2. If the answer to the first question is in the affirmative, whether on the facts and in the circumstances of the case, the provisions of section 274(2), as amended on April 1, 1971, are applicable ?
3. If the answer to the first question is in the negative, whether, on the facts and in the circumstances of the case, the provision of section 274(2) as amended on April 1, 1971, are applicable ?
3. So far as the question of limitation was concerned, the following question was referred at the instance of the assessee :
'Whether, on the facts and in the circumstances of the case, the order of the Inspecting Assistant Commissioner dated March 23, 1972, was barred by the period of limitation ?'
4. Now, so far as question No. 1 referred at the instance of the Revenue is concerned, it is clear that that question is concluded by the finding of fact recorded by the Tribunal. This statement of the case in para. No. 11 clearly recites as follows :
'On March 7, 1972, the Income-tax Officer issued another show-cause notice under section 274(1) to the assessee stating therein that the case was being referred to the Inspecting Assistant Commissioner and he sent a copy of the notice to the Inspecting Assistant Commissioner.'
5. Assuming for a moment that the said question No. 1 was a question of law, in view of the finding recorded by the Tribunal, the answer to that question has to be in the affirmative.
6. So far as the second question is concerned, we have already taken the view in Income-tax Reference No. 260 of 1976, that the jurisdiction in respect of penalty proceedings after April 1, 1971, would be governed by s. 274(2) and that a reference to the IAC could only be made in a case contemplated by that provision. On the facts of the footing that the minimum penalty imposable was Rs. 12,096. The proper authority who could have had jurisdiction to deal with the matter of imposition of penalty was he IT O and not the IAC. Any action taken by the IAC would be wholly without jurisdiction in view of the express provision in s. 274(2) of the Act. The Tribunal was, therefore, right in holding that the order of penalty made by the IAC was invalid. Accordingly, question No. 2 would have to be answered in the affirmative.

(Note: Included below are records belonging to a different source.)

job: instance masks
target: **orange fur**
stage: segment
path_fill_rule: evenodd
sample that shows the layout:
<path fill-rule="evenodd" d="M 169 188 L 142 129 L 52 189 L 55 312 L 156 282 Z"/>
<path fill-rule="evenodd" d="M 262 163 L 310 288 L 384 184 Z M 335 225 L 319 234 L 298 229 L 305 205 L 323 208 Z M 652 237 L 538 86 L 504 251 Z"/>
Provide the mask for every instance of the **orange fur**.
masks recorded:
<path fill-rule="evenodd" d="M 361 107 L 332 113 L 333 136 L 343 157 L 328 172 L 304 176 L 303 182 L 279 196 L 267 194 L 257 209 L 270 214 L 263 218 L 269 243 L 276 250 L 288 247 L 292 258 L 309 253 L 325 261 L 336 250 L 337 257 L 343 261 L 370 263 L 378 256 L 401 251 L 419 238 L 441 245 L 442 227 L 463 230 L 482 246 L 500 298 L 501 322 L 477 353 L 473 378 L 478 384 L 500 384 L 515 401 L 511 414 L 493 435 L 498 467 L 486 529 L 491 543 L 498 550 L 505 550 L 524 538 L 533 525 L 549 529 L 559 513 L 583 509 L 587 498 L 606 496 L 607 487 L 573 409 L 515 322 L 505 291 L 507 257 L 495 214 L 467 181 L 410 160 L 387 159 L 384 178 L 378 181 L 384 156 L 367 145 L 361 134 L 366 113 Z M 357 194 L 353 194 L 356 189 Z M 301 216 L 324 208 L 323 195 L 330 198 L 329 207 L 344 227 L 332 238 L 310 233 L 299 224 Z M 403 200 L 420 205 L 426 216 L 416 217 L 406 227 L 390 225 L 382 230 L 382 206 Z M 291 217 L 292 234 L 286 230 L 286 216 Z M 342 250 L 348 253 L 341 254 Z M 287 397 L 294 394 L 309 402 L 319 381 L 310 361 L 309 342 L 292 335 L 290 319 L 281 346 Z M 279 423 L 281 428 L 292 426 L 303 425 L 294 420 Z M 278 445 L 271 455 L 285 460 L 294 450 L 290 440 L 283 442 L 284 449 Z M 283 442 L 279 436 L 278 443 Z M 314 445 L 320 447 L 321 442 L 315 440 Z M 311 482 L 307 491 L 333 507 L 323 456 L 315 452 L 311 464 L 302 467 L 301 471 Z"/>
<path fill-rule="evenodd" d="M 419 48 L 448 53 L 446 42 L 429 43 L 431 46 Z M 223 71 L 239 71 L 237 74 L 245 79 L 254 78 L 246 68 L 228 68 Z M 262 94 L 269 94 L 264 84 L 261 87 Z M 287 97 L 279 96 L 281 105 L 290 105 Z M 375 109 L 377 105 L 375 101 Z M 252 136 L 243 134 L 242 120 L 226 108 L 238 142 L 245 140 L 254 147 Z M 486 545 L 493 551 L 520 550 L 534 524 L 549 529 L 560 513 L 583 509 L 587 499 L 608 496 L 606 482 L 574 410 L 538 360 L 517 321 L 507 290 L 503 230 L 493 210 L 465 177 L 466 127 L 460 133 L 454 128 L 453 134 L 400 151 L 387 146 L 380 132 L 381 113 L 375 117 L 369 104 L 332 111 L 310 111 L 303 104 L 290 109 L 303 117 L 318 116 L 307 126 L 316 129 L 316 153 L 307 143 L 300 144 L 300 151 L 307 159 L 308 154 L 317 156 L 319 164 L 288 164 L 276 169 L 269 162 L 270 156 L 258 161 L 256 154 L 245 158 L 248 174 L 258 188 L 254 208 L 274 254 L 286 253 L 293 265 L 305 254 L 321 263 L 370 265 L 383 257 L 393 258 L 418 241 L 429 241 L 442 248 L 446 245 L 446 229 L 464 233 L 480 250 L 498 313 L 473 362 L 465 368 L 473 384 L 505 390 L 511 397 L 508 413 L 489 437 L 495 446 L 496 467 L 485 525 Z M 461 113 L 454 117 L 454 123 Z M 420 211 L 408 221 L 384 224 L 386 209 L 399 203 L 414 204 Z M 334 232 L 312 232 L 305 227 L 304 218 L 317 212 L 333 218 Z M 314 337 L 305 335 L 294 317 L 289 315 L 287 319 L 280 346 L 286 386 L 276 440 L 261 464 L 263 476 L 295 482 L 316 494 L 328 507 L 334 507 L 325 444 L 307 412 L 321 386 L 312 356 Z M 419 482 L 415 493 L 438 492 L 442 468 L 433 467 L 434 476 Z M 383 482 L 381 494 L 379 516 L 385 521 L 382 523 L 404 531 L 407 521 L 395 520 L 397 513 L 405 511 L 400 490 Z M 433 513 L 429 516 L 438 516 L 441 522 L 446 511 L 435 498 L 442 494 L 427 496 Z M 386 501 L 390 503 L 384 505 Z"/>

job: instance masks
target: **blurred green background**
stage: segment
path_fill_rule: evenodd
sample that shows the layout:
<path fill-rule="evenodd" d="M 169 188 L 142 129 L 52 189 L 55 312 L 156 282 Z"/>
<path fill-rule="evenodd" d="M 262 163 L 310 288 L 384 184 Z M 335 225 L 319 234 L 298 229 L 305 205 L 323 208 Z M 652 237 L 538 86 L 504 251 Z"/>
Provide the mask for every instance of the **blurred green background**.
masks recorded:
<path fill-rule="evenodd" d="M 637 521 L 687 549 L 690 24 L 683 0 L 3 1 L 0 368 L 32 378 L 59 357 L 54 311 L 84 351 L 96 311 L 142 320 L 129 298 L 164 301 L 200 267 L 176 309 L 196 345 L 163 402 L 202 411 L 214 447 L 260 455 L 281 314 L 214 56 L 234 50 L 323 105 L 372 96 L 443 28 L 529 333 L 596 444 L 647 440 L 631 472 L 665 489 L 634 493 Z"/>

7. We may further observe that a similar view is taken by the Allahabad High Court in CIT v. Smt. Rani Devi : 116ITR358(All) , that by the amended provision in s. 274(2), the jurisdiction of the IAC to initiate penalty proceedings was confined to cases where the amount of concealed income was in excess of Rs. 25,000 and in a case where of concealed income was Rs. 10,000 but the case was referred to the IAC, he had no jurisdiction to entertain the case and the order of penalty was, therefore, invalid. In that case, the ITO referred the case to the IAC on January 19, 1973, when the concealed income was Rs. 10,000 and the IAC passed the order of penalty on February 24, 1973.
8. In view of our answer to question No. 1, question No. 3 does not arise. In view of our answers to questions Nos. 1 and 2, it is not necessary to deal with or answer the question raised at the instance of the assessee The answers to the questions referred at the instance of the Revenue are as follows :
Question No. 1 : In the affirmative and against the Revenue.
Question No. 2 : In the affirmative and against the Revenue.
Question No. 3 : Need not be answered. Revenue to pay the costs of this reference.